Peckhamia wesolowskae

Scientific classification
- Kingdom: Animalia
- Phylum: Arthropoda
- Subphylum: Chelicerata
- Class: Arachnida
- Order: Araneae
- Infraorder: Araneomorphae
- Family: Salticidae
- Genus: Peckhamia
- Species: P. wesolowskae
- Binomial name: Peckhamia wesolowskae Cala-Riquelme, Bustamante, Crews & Cutler, 2020

= Peckhamia wesolowskae =

- Authority: Cala-Riquelme, Bustamante, Crews & Cutler, 2020

Species of spider

Peckhamia wesolowskae is a species of jumping spider in the genus Peckhamia that lives in Cuba. The species was first described in 2020 by Franklyn Cala-Riquelme, Abel Bustamante, Sarah Crews and Bruce Cutler. The spider mimics ants of the Cephalotes genus. It is a small spider, measuring between 3.3 and 4 mm in length, the female being smaller than the male. The spider is dark reddish in colour, and lacks a distinctive pattern on either the abdomen or carapace. The chelicerae are also reddish and have a distinctive concave central section which helps to distinguish the species from others in the genus. Other distinguishing characteristics for the species include the very long thin embolus of the male and the wide spermathecae in the female.

==Taxonomy==
Peckhamia wesolowskae is a jumping spider species that was first described by Franklyn Cala-Riquelme, Abel Bustamante, Sarah Crews and Bruce Cutler in 2020. The species is named after the Polish arachnologist Wanda Wesołowska. It was allocated to the genus Peckhamia, which had been first circumscribed by Eugène Simon in 1900. The genus is one of six in the subtribe Synagelina, also circumscribed in 1900, by Frederick Octavius Pickard-Cambridge, in the tribe Dendryphantini. Wayne Maddison listed the tribe in the clade Marpissoida. In 2016, it had been grouped with eight other genera of jumping spiders under the name Euodenines by Jerzy Prószyński. The genus Peckhamia is related to Synageles, with some species transferred between the two due to the similarities between the genera.

==Description==
Peckhamia wesolowskae is, typically for the genus, a small spider. The male has a total length of 4 mm, divided into a carapace and an abdomen. The dark reddish carapace has a typical length of 1.8 mm and width of 1.1 mm. The eye field is blacker than the rest of the carapace. The abdomen is similar in color to the carapace, with a scattering of white scales, and is 2 mm long. It rounded in shape with a constriction half way along and the back fatter than the front. The underside is grey to black. The chelicerae are reddish. The middle of the chelicerae is concave. The spider has two fore teeth and one back tooth. The mouthparts are otherwise grey to pale yellow. The clypeus is plain and high. The legs vary in color. The front legs are yellow to red, the remainder pale gray to dark brown. The palpal bulb has a wide dark retrolateral tibial apophysis and very long thin embolus. The bulb has thick bristles.

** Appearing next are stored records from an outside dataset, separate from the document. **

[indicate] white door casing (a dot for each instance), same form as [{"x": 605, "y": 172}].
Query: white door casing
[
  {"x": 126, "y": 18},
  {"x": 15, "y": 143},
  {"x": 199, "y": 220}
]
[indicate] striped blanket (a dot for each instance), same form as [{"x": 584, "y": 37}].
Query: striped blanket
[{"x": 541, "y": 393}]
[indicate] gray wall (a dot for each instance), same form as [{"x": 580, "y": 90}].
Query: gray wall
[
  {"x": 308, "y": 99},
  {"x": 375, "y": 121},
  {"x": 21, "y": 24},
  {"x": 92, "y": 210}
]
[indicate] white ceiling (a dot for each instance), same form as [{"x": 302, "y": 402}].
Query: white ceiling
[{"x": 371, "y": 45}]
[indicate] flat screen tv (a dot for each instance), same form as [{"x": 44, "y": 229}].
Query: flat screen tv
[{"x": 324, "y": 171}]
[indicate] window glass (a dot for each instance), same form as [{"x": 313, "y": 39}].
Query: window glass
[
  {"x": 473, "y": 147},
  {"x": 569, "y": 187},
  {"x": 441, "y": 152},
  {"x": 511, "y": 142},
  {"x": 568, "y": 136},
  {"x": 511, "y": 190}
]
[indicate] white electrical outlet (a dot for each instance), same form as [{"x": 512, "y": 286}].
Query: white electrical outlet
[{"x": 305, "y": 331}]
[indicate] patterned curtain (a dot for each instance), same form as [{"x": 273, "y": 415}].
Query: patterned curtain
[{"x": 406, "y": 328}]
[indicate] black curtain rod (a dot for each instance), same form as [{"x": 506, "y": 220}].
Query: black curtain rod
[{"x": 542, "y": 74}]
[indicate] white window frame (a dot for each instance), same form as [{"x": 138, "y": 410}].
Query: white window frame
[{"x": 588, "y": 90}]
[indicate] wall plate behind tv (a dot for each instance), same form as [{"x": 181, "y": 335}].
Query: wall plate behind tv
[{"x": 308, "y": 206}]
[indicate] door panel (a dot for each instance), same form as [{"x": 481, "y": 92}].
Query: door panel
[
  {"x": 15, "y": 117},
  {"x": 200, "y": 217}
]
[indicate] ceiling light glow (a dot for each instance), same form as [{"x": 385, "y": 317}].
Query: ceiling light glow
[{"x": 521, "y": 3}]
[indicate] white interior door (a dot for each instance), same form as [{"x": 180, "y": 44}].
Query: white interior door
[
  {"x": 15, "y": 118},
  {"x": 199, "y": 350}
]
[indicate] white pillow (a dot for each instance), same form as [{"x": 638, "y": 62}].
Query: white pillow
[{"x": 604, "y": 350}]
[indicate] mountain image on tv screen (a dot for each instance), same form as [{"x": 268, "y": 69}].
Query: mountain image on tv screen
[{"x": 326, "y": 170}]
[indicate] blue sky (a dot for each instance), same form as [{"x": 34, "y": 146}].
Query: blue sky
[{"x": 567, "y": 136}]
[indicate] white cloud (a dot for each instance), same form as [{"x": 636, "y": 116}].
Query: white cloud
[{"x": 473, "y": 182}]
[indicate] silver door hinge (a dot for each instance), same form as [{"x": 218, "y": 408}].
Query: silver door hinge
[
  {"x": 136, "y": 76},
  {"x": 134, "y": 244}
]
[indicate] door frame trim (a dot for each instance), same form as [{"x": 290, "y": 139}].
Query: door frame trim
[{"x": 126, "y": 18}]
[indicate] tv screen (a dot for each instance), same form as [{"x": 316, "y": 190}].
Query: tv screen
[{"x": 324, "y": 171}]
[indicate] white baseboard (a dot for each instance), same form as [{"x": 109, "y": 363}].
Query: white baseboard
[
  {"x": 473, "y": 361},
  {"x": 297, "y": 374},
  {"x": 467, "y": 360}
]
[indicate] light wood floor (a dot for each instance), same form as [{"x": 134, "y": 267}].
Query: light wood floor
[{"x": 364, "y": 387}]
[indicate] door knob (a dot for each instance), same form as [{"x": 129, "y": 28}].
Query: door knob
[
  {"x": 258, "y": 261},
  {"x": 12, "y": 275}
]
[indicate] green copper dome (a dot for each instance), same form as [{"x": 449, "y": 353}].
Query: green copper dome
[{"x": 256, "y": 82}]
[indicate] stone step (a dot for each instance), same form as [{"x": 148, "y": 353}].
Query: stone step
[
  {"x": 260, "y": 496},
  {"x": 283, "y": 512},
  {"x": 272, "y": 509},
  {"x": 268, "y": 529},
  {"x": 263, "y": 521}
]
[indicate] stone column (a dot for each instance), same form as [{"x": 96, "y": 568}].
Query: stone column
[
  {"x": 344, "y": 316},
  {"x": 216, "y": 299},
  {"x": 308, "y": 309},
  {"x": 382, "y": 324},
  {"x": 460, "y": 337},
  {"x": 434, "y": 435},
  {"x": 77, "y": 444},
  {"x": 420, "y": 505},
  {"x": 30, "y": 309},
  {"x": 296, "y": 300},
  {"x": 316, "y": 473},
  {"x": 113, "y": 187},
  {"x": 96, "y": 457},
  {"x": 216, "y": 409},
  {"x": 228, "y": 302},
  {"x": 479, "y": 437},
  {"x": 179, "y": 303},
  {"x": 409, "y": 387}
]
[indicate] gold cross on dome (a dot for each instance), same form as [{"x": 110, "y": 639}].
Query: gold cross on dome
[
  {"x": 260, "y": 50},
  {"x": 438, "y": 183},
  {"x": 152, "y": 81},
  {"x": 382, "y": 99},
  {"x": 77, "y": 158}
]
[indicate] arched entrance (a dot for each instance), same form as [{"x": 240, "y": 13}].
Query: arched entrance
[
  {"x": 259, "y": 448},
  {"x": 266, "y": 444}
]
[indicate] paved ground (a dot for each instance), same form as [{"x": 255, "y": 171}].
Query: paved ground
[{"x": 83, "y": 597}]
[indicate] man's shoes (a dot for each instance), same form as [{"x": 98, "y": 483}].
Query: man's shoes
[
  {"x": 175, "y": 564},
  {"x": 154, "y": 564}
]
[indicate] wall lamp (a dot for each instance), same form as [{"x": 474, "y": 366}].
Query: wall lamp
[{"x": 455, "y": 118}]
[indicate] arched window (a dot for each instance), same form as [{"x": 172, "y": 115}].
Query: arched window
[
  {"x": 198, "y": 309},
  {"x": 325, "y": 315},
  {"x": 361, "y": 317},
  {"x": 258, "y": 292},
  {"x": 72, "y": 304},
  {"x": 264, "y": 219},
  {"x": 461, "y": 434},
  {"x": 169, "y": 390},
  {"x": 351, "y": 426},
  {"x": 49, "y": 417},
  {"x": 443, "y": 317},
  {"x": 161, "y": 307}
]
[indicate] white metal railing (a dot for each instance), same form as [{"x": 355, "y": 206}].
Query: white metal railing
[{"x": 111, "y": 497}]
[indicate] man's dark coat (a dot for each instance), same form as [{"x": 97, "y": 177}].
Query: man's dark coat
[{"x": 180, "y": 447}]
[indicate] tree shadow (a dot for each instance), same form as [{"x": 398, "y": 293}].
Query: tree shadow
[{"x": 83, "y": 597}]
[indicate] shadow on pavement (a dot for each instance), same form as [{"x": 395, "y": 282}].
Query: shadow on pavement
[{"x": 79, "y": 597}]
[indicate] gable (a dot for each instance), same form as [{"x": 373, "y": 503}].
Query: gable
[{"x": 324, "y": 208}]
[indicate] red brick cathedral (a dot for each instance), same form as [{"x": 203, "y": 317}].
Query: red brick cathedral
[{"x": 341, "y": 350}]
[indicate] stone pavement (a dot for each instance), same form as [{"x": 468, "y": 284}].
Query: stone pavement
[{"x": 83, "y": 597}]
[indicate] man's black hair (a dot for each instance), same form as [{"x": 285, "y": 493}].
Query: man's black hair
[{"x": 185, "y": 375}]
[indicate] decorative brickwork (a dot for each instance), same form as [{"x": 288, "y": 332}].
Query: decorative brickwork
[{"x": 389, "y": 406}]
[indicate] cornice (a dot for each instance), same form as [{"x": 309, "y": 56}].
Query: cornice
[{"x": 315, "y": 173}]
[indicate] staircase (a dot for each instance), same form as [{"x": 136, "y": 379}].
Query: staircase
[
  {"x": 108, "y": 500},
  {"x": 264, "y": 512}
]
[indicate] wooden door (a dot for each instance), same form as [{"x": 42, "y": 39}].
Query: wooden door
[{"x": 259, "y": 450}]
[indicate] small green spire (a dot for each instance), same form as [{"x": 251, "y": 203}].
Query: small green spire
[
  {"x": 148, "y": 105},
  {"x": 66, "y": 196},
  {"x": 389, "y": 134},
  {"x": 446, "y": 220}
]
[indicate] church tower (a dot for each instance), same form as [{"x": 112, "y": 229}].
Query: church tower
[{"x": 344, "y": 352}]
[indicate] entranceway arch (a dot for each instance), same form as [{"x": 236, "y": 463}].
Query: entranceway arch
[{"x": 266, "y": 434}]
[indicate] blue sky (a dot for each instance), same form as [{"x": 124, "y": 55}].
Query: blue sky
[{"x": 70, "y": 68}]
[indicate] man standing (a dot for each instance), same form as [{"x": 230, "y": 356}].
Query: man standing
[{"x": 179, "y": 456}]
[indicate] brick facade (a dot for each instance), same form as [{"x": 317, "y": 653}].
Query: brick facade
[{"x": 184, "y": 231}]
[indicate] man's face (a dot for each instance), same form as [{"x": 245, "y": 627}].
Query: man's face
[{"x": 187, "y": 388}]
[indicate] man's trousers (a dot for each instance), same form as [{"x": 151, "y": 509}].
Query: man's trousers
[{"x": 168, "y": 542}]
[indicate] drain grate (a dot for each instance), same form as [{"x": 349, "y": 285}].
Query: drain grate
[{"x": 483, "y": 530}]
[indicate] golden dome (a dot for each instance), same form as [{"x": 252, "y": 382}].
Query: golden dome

The female is smaller, measuring typically 3.3 mm in length. The carapace is also smaller, measuring 1.6 mm in length and 0.8 mm in width, as is the abdomen, which has a length of 1.55 mm The colouring is similar to the male. The epigyne has large window that takes up most of the plate. Curved copulatory ducts lead to wide spermathecae. The fertilization ducts are far from the copulatory ducts.

The male spiders have a characteristic embolus which enables them to be distinguished from others in the genus. It also separates them from others in related genera, like Admestina, Attidops, Cheliferoides and Synageles. Similarly, the concave shape of the chelicerae make the spider easy to tell from the related Peckhamia areito. The female can be distinguished by the shape of the spermathecae.

Peckhamia wesolowskae resembles ants of the Cephalotes genus, particularly the size and shape of their heads. It will mimic ants both in morphology and behaviour. For example, the species will use its second pair of legs to imitate the antennae of an ant.

==Distribution and habitat==
Peckhamia wesolowskae is endemic to Cuba. The holotype was found in Pinar del Río Province in 2012. Paratypes have also been found in Artemisa and Matanzas Provinces. The spider seems to prefer living in forests, particularly secondary forests.